The next role, that of Medical Records Editor, is not one that I have a ton of personal experience with but I have several friends who have had to do this. When a person has an undiagnosed illnesses, sometimes incorrect diagnoses make their way into their medical records. This was super problematic when insurance companies could deny coverage for preexisting conditions because people would get denied for things they didn’t even have. Incorrect medical records can also be a problem if you have a doctor that you butt heads with. They might unfairly label you a difficult patient or imply in their notes that they think your symptoms are all psychosomatic. If this happens then future doctors might not give you the time and consideration that you deserve. Luckily as the patient you are fully entitled to edit your medical records to correct such things, though I’m told this can be a long and complicated process.

5. Dietician

The last role is that of Dietician. The main reason we have to take on this role is that many insurance companies won’t cover dieticians. I remember several years ago, at the worst of my uncontrolled IBS, I was trying to get my insurance to cover a dietician. Despite all my gastrointestinal problems and my history of anorexia, they would not cover any visits with a dietician or nutritionist. That’s just insane. If they had known how often I needed medical care because I wasn’t able to feed myself correctly they would have seen that covering someone to help me figure that out would save them tons of money.

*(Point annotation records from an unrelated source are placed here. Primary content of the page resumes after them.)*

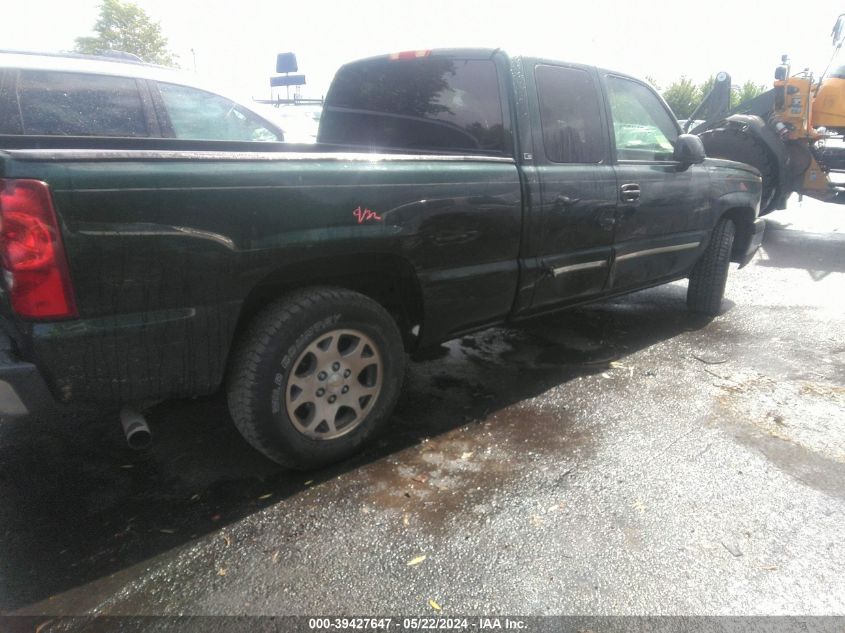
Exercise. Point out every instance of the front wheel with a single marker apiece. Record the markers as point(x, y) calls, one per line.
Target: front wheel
point(315, 376)
point(710, 274)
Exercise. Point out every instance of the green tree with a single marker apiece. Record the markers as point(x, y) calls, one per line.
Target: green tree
point(123, 26)
point(682, 96)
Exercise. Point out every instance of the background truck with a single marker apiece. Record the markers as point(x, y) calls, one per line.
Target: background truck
point(449, 191)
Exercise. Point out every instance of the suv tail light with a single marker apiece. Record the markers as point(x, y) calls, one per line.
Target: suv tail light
point(31, 252)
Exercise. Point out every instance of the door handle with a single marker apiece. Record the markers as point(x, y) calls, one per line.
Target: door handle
point(629, 192)
point(607, 222)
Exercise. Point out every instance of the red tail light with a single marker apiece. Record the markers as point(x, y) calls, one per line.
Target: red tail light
point(31, 252)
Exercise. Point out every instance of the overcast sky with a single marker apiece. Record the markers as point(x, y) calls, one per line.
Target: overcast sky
point(235, 41)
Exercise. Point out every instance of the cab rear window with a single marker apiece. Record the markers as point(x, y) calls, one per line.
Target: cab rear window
point(79, 104)
point(430, 103)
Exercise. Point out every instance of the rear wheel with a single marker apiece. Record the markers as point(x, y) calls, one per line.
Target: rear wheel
point(732, 143)
point(710, 274)
point(315, 376)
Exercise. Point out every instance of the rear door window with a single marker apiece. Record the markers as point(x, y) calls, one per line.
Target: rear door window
point(200, 115)
point(80, 104)
point(569, 115)
point(431, 103)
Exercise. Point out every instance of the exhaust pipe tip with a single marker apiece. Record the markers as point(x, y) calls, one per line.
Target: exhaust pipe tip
point(135, 429)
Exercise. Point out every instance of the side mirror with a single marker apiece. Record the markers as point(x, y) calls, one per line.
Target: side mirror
point(689, 150)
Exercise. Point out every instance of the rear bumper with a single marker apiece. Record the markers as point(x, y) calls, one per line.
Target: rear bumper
point(754, 242)
point(23, 391)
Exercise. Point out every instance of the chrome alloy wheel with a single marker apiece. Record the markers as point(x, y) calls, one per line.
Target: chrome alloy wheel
point(334, 384)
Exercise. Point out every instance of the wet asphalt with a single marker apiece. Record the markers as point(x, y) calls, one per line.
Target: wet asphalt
point(620, 458)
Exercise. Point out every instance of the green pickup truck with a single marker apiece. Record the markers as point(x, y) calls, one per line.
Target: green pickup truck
point(449, 191)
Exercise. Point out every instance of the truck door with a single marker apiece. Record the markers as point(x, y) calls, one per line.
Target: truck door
point(662, 205)
point(573, 226)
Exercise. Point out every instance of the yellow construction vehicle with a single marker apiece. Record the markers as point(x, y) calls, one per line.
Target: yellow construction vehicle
point(786, 132)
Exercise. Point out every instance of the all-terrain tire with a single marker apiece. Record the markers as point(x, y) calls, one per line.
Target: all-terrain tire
point(732, 143)
point(710, 273)
point(261, 373)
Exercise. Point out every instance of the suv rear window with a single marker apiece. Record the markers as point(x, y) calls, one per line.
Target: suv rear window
point(431, 103)
point(80, 104)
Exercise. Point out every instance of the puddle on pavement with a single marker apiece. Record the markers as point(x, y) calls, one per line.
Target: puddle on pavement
point(456, 479)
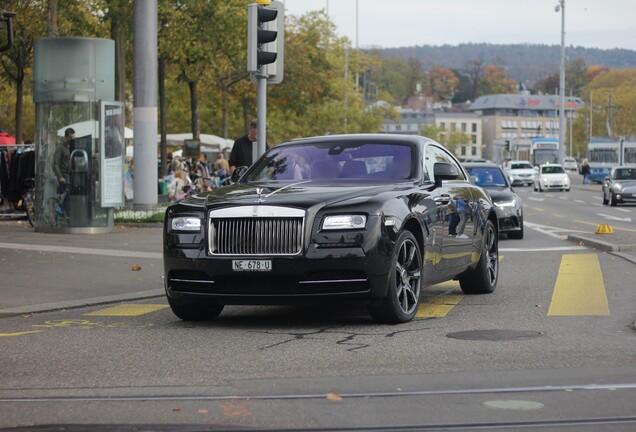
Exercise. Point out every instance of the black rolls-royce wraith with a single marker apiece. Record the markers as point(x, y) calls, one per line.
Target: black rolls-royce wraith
point(371, 218)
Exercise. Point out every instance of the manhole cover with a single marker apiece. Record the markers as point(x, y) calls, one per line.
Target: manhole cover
point(494, 335)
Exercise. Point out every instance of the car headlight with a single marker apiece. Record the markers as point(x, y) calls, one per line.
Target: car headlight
point(185, 223)
point(503, 204)
point(344, 222)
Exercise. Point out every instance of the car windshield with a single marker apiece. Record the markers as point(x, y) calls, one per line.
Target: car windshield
point(522, 165)
point(487, 176)
point(626, 174)
point(336, 160)
point(554, 169)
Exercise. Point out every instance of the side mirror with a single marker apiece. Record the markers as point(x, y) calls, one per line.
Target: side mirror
point(444, 171)
point(238, 173)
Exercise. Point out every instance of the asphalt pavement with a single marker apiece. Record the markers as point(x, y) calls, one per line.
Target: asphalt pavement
point(42, 272)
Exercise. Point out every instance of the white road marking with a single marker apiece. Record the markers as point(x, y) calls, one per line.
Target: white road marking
point(550, 249)
point(82, 251)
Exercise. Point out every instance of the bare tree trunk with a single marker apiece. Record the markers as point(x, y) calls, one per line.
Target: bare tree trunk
point(51, 28)
point(118, 33)
point(163, 146)
point(225, 108)
point(194, 110)
point(19, 103)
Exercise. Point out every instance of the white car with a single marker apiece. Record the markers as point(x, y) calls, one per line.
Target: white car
point(551, 177)
point(570, 164)
point(520, 172)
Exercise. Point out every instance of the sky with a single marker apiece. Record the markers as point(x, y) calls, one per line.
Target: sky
point(601, 24)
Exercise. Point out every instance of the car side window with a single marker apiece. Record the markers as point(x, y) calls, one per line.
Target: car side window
point(434, 154)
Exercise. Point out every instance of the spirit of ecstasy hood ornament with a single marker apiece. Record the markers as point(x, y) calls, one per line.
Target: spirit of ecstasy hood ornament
point(259, 191)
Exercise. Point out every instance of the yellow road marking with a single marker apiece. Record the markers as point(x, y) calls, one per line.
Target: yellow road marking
point(437, 300)
point(615, 228)
point(19, 333)
point(127, 310)
point(579, 289)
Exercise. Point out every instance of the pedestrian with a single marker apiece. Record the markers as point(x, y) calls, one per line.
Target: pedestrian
point(221, 167)
point(585, 171)
point(241, 154)
point(62, 170)
point(177, 187)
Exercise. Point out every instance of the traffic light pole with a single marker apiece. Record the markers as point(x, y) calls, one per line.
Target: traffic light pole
point(261, 108)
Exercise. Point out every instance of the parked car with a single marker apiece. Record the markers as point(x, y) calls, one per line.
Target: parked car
point(620, 186)
point(570, 164)
point(349, 217)
point(508, 204)
point(551, 177)
point(520, 173)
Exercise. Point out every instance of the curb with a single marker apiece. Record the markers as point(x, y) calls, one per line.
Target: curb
point(76, 304)
point(601, 245)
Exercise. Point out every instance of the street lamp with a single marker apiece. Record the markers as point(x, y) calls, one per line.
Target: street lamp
point(557, 8)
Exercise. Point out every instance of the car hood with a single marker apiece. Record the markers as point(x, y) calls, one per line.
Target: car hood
point(303, 194)
point(521, 171)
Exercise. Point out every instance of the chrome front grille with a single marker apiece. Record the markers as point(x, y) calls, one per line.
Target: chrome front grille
point(256, 230)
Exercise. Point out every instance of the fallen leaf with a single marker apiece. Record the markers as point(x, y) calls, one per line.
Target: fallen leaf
point(333, 396)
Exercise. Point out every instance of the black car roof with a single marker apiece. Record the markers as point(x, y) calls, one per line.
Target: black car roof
point(480, 165)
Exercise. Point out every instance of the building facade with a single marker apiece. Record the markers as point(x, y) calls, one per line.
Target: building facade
point(412, 120)
point(511, 121)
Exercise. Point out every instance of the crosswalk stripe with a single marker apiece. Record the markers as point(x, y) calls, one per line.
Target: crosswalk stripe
point(579, 288)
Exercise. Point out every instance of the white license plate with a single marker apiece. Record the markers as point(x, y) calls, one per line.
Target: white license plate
point(252, 265)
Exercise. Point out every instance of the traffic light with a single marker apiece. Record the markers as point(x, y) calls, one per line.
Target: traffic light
point(265, 38)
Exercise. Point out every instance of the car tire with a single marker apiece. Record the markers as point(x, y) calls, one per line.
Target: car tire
point(483, 279)
point(403, 293)
point(188, 311)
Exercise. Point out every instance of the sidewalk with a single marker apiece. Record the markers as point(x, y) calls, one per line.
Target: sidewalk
point(45, 272)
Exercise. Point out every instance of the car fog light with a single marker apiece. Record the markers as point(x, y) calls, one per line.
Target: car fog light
point(182, 223)
point(344, 222)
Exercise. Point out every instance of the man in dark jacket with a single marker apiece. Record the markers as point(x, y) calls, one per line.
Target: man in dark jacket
point(241, 154)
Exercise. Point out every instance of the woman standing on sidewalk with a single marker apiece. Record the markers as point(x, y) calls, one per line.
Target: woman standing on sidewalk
point(585, 170)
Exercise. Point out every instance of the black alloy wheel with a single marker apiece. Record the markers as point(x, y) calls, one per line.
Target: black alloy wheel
point(403, 294)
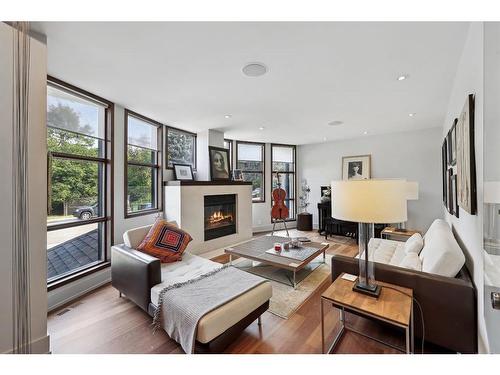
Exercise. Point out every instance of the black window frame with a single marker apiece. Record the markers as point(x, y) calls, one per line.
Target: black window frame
point(108, 182)
point(157, 194)
point(230, 148)
point(263, 172)
point(170, 128)
point(294, 173)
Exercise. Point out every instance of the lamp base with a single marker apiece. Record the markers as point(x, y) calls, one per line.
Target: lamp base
point(369, 290)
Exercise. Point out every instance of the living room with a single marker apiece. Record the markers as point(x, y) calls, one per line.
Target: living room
point(250, 187)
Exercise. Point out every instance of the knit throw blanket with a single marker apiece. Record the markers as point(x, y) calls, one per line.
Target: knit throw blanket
point(181, 306)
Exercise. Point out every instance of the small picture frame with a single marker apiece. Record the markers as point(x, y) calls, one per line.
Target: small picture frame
point(237, 175)
point(183, 172)
point(219, 164)
point(356, 167)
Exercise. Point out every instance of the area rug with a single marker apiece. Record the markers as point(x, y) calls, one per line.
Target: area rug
point(286, 300)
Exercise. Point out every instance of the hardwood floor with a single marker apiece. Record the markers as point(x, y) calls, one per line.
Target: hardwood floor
point(101, 322)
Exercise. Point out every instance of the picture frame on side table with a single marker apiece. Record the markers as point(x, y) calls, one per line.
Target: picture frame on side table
point(219, 164)
point(466, 158)
point(356, 167)
point(183, 172)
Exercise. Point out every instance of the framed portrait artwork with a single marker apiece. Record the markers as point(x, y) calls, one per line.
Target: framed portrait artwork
point(219, 164)
point(356, 167)
point(237, 175)
point(183, 172)
point(466, 159)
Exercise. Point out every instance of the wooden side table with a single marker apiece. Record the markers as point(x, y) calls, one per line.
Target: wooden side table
point(392, 232)
point(393, 306)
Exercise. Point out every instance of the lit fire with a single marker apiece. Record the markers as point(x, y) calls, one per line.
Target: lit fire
point(218, 217)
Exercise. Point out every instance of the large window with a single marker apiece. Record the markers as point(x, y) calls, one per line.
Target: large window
point(250, 159)
point(228, 143)
point(143, 173)
point(79, 194)
point(283, 172)
point(181, 148)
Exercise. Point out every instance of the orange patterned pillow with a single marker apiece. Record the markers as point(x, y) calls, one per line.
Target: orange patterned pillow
point(165, 242)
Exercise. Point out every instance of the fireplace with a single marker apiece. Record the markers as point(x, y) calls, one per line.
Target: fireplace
point(220, 215)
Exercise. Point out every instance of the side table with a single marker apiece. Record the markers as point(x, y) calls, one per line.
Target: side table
point(394, 306)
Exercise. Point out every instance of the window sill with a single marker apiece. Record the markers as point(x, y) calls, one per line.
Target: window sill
point(143, 213)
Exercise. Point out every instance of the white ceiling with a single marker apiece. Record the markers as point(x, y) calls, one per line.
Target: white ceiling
point(189, 75)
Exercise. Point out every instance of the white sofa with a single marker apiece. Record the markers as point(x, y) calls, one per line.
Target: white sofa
point(440, 253)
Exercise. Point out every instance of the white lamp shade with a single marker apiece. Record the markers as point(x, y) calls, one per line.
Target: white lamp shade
point(370, 201)
point(412, 190)
point(492, 192)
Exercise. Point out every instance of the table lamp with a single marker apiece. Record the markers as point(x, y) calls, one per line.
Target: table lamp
point(369, 202)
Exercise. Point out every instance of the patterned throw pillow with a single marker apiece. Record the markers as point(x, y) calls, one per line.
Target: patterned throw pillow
point(165, 242)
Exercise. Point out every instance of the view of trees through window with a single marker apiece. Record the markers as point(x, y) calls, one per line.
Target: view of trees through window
point(142, 167)
point(250, 159)
point(283, 172)
point(181, 148)
point(76, 164)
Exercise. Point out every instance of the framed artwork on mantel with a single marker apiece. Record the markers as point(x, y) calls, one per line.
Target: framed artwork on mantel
point(356, 167)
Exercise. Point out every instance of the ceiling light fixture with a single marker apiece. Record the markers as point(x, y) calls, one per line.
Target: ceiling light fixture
point(335, 123)
point(254, 69)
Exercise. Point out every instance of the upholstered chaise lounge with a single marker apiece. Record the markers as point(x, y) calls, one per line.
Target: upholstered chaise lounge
point(141, 277)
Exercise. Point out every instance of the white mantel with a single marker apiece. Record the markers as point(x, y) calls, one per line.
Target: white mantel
point(184, 204)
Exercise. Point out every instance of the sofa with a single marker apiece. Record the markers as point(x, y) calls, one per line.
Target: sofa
point(141, 277)
point(440, 281)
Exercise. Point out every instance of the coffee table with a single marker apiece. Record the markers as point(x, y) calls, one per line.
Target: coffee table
point(255, 250)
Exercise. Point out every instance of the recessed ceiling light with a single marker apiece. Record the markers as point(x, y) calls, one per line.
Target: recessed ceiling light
point(335, 123)
point(254, 69)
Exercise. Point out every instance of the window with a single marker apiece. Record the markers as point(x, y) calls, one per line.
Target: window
point(250, 158)
point(228, 143)
point(283, 172)
point(181, 148)
point(79, 194)
point(143, 173)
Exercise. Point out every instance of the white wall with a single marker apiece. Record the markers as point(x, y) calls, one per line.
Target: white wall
point(468, 228)
point(37, 197)
point(412, 155)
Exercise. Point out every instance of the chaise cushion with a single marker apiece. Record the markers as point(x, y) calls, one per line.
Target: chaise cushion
point(441, 254)
point(165, 242)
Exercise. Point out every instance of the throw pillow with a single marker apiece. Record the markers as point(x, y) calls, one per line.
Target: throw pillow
point(414, 244)
point(165, 241)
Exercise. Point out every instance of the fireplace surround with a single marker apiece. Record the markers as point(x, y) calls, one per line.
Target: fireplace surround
point(219, 215)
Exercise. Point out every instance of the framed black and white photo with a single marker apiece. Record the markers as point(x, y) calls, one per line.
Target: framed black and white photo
point(237, 175)
point(356, 167)
point(183, 172)
point(219, 164)
point(466, 159)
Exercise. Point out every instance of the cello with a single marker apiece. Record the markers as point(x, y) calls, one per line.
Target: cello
point(279, 211)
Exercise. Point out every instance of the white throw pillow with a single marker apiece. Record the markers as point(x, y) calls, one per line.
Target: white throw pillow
point(414, 244)
point(411, 261)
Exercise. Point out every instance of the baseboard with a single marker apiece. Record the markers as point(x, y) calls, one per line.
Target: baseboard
point(38, 346)
point(69, 292)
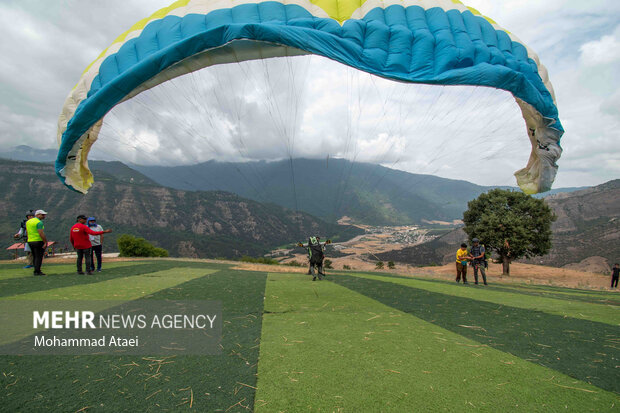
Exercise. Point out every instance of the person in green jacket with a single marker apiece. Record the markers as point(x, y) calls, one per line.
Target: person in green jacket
point(37, 241)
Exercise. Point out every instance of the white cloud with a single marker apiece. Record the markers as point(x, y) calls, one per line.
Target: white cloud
point(237, 114)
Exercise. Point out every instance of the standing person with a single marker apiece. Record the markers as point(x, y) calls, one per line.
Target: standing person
point(81, 242)
point(97, 244)
point(316, 256)
point(478, 257)
point(37, 241)
point(462, 255)
point(23, 234)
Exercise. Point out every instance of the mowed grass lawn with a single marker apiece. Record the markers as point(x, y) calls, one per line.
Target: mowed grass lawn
point(355, 342)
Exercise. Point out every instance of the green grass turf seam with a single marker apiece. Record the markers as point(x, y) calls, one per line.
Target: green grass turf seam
point(582, 349)
point(17, 286)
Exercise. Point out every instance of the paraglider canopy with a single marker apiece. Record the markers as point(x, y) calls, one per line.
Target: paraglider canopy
point(439, 42)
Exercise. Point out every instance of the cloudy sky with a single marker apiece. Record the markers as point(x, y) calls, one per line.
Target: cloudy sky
point(308, 106)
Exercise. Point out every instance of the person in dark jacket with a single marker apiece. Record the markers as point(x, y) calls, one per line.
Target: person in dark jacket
point(23, 234)
point(316, 255)
point(97, 244)
point(478, 254)
point(81, 242)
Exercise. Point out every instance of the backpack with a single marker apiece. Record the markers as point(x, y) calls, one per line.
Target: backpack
point(314, 247)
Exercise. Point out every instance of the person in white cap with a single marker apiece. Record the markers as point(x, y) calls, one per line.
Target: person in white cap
point(37, 239)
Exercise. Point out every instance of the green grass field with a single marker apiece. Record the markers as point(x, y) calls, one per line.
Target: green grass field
point(355, 342)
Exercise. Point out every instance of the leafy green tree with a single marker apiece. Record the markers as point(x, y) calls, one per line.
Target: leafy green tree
point(511, 223)
point(130, 246)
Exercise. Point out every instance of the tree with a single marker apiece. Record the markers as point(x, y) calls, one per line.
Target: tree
point(511, 223)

As a result, I had to figure it out on my own. I did tons of research, tried every kind of elimination diet I could find. I eventually was able to identify several things that were triggers for me but even then I was still struggling quite a lot. Eventually, my gastroenterologist recommended some tweaks to my diet that ended up being the missing pieces but that took six years from the time I became seriously ill with IBS. I’ve always wondered how different that story would be if my insurance would have covered a dietician for me in the early days of my IBS.

All of us in the chronic illness community have taken on at least some of these roles. It’s hard work and it takes up a lot of time but we don’t really have a choice. I am hopeful that the nature and practices of health care will change significantly in my lifetime but for now, I will continue to triage myself, research new treatments, coordinate and edit my medical records and be my own dietician.